Step 5: Get your name put on the National EMT Registry

The last step in becoming an EMT is having your name placed on the National Emergency Medical Technician Registry inside of 30 days of finishing your training. So as to become listed, you will be required to pay an $80 fee. Having your name included on this registry is the last step required to become eligible for hire as an EMT.

How much do EMTs get paid in Florida?

Nationally, Emergency Medical Technicians earned an average salary of $33,380 in 2017 based on the Bureau of Labor Statistics. The median pay, in addition to extra local numbers for Florida, is illustrated in the following table.

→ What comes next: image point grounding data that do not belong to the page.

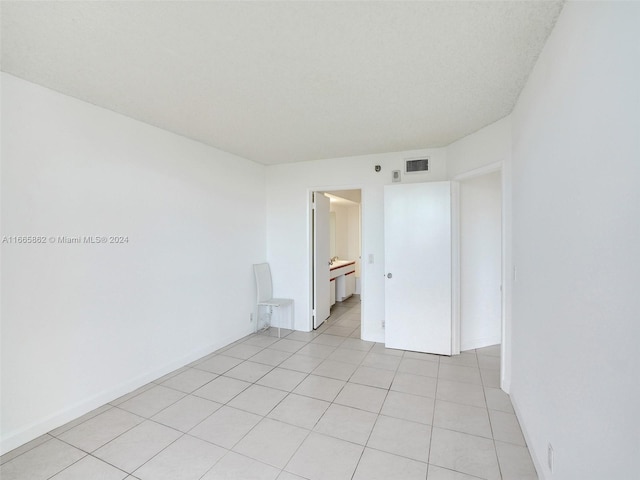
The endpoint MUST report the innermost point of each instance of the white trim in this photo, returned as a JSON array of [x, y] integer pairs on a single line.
[[455, 269], [480, 342], [322, 189], [505, 341], [478, 172]]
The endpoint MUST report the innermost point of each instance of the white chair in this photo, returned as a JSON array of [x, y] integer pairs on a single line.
[[264, 287]]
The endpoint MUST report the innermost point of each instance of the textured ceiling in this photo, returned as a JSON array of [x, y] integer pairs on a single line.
[[280, 82]]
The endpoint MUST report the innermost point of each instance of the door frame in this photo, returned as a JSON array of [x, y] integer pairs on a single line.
[[505, 346], [322, 189], [454, 218]]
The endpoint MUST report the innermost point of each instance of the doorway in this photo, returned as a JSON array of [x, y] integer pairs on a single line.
[[481, 261], [341, 270]]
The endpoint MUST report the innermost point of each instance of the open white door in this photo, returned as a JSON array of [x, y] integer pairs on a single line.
[[418, 261], [321, 256]]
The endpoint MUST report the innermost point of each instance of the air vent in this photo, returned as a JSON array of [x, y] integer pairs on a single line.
[[416, 165]]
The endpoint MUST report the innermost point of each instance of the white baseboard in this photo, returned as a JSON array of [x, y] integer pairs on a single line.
[[540, 470], [44, 425], [480, 342]]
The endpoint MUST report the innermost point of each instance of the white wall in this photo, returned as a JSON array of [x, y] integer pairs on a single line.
[[354, 240], [576, 240], [489, 149], [83, 324], [486, 146], [341, 230], [288, 236], [480, 261], [347, 232]]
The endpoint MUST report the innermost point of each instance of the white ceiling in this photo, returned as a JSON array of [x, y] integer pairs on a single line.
[[280, 82]]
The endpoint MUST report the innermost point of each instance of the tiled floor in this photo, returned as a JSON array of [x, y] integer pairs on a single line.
[[319, 405]]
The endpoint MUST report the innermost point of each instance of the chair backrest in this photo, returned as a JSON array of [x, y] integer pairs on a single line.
[[263, 281]]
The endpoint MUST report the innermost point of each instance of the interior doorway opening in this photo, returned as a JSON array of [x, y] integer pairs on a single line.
[[341, 270]]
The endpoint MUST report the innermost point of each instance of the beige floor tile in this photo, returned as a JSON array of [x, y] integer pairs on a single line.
[[439, 473], [498, 400], [272, 442], [258, 399], [515, 462], [418, 367], [218, 364], [377, 465], [41, 462], [460, 392], [401, 437], [101, 429], [132, 394], [289, 476], [16, 452], [506, 428], [188, 458], [137, 446], [299, 410], [357, 344], [489, 362], [249, 371], [414, 384], [287, 345], [456, 373], [464, 453], [317, 350], [282, 379], [462, 418], [322, 388], [340, 331], [268, 356], [331, 340], [362, 397], [490, 377], [382, 360], [334, 369], [150, 402], [347, 423], [373, 377], [259, 340], [462, 360], [186, 413], [222, 389], [90, 468], [301, 363], [493, 350], [242, 351], [189, 380], [325, 458], [347, 355], [409, 407], [422, 356], [226, 426], [68, 426], [302, 336], [234, 466], [381, 349]]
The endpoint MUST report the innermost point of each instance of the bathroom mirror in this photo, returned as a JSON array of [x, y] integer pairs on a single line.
[[332, 234]]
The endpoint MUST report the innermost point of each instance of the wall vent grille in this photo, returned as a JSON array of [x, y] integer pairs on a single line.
[[417, 165]]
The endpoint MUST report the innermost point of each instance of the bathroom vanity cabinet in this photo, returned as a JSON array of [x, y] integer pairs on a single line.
[[342, 276]]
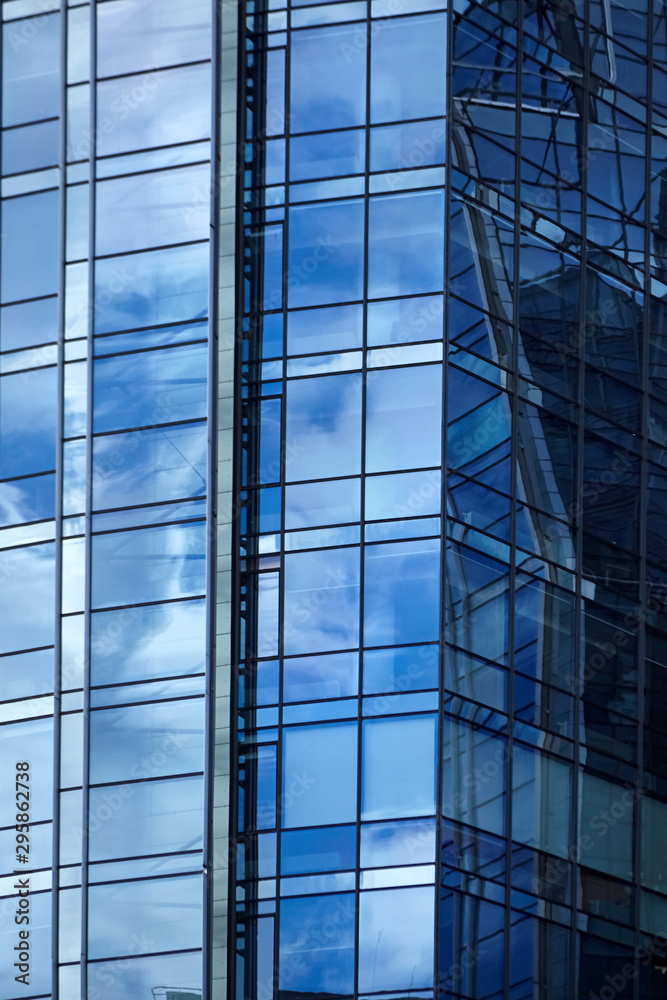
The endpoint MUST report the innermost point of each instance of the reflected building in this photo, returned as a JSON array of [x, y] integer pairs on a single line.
[[333, 410]]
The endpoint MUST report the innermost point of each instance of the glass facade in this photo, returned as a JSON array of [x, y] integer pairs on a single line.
[[332, 432]]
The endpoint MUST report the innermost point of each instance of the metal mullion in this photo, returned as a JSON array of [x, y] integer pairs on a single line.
[[513, 399], [577, 520], [88, 502], [444, 494], [644, 594], [362, 510]]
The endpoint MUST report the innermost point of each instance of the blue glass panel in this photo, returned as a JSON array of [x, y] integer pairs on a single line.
[[152, 387], [325, 262], [30, 148], [160, 337], [153, 209], [403, 428], [412, 144], [30, 70], [27, 674], [335, 154], [334, 329], [142, 112], [147, 741], [128, 821], [307, 678], [402, 591], [406, 244], [317, 944], [27, 619], [315, 504], [396, 939], [167, 911], [406, 842], [150, 564], [321, 601], [328, 78], [398, 767], [328, 850], [134, 978], [408, 70], [30, 246], [141, 643], [135, 35], [412, 669], [319, 774], [149, 466], [24, 500], [160, 286], [30, 741], [323, 427], [28, 323], [407, 494]]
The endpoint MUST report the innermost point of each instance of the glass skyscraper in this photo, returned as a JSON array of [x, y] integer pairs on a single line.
[[333, 494]]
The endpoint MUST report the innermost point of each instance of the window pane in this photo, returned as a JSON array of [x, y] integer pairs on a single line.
[[167, 911], [396, 939], [154, 209], [149, 466], [154, 387], [140, 34], [142, 643], [323, 427], [132, 820], [30, 246], [406, 244], [147, 741], [311, 963], [325, 261], [398, 771], [321, 601], [408, 70], [174, 107], [152, 564], [402, 593], [404, 419], [30, 77], [328, 78], [320, 774]]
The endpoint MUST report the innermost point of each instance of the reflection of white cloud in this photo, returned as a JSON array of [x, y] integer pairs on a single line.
[[27, 583], [396, 939]]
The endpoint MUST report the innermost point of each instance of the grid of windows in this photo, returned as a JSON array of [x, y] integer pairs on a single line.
[[104, 467], [451, 560]]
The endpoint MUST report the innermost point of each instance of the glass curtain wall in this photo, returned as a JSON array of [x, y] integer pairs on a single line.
[[104, 466], [451, 562]]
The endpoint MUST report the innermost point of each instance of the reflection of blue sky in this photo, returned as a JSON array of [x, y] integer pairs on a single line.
[[396, 939], [155, 387], [166, 912], [323, 436], [328, 78], [325, 258], [317, 944], [403, 419], [158, 286], [321, 601], [150, 466], [28, 576], [147, 741], [151, 564], [140, 34], [134, 978], [140, 643]]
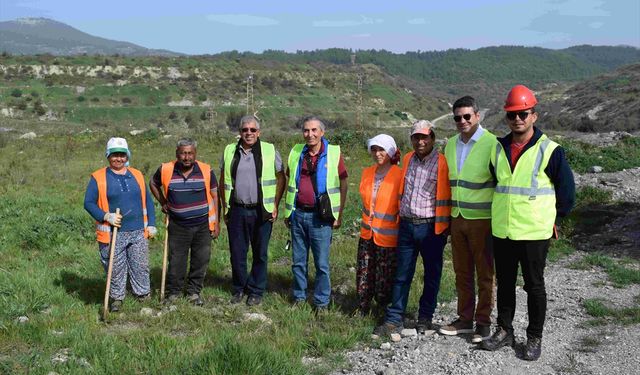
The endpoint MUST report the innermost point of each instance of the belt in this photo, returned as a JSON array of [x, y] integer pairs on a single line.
[[306, 208], [243, 205], [419, 220]]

LocationPay TypeLowMedianHigh
United StatesHourly$10.52$16.05$27.40
Punta Gorda, FL MSAHourly$13.86$19.53$28.97
Sebastian-Vero Beach, FL MSAHourly$15.88$17.92$21.13
Gainesville, FL MSAHourly$11.20$17.84$23.60
Cape Coral-Fort Myers, FL MSAHourly$13.13$16.88$23.64
West Palm Beach-Boca Raton-Boynton Beach, FL Metropolitan DivisionHourly$11.74$16.43$22.96
Ocala, FL MSAHourly$9.66$16.38$31.23
Deltona-Daytona Beach-Ormond Beach, FL MSAHourly$12.83$16.25$19.33
Sebring, FL Metro AreaHourly$11.11$16.25$23.48
Orlando-Kissimmee-Sanford, FL MSAHourly$9.88$16.12$24.82
Pensacola-Ferry Pass-Brent, FL MSAHourly$12.50$15.70$21.60
Jacksonville, FL MSAHourly$10.34$15.44$23.24
Tallahassee, FL MSAHourly$10.66$15.39$22.41
Tampa-St. Petersburg-Clearwater, FL MSAHourly$10.48$15.31$22.15
Panama City-Lynn Haven-Panama City Beach, FL MSAHourly$11.02$15.16$18.93
South Florida BOSHourly$10.41$14.87$22.41
North Port-Bradenton-Sarasota, FL MSAHourly$11.48$14.57$23.16
Fort Lauderdale-Pompano Beach-Deerfield Beach, FL Metropolitan DivisionHourly$10.36$14.28$21.09
Northeast Florida BOSHourly$9.79$13.97$29.87
Homosassa Springs, FL Metro AreaHourly$9.46$13.78$18.16
Miami-Miami Beach-Kendall, FL Metropolitan DivisionHourly$10.11$13.71$21.50
Lakeland-Winter Haven, FL MSAHourly$10.26$13.46$18.69
Port St. Lucie, FL MSAHourly$10.32$13.26$18.63
Crestview-Fort Walton Beach-Destin, FL MSAHourly$10.00$12.11$16.65

What’s the job outlook for EMTs and Paramedics in Florida?

As is also the situation around the nation, the medical industry in Florida is enjoying unprecedented growth thanks to the state’s aging population and increasing number of insured customers. The Bureau of Labor Statistics forecasts a 26% growth in EMT and Paramedic jobs as well over the subsequent decade.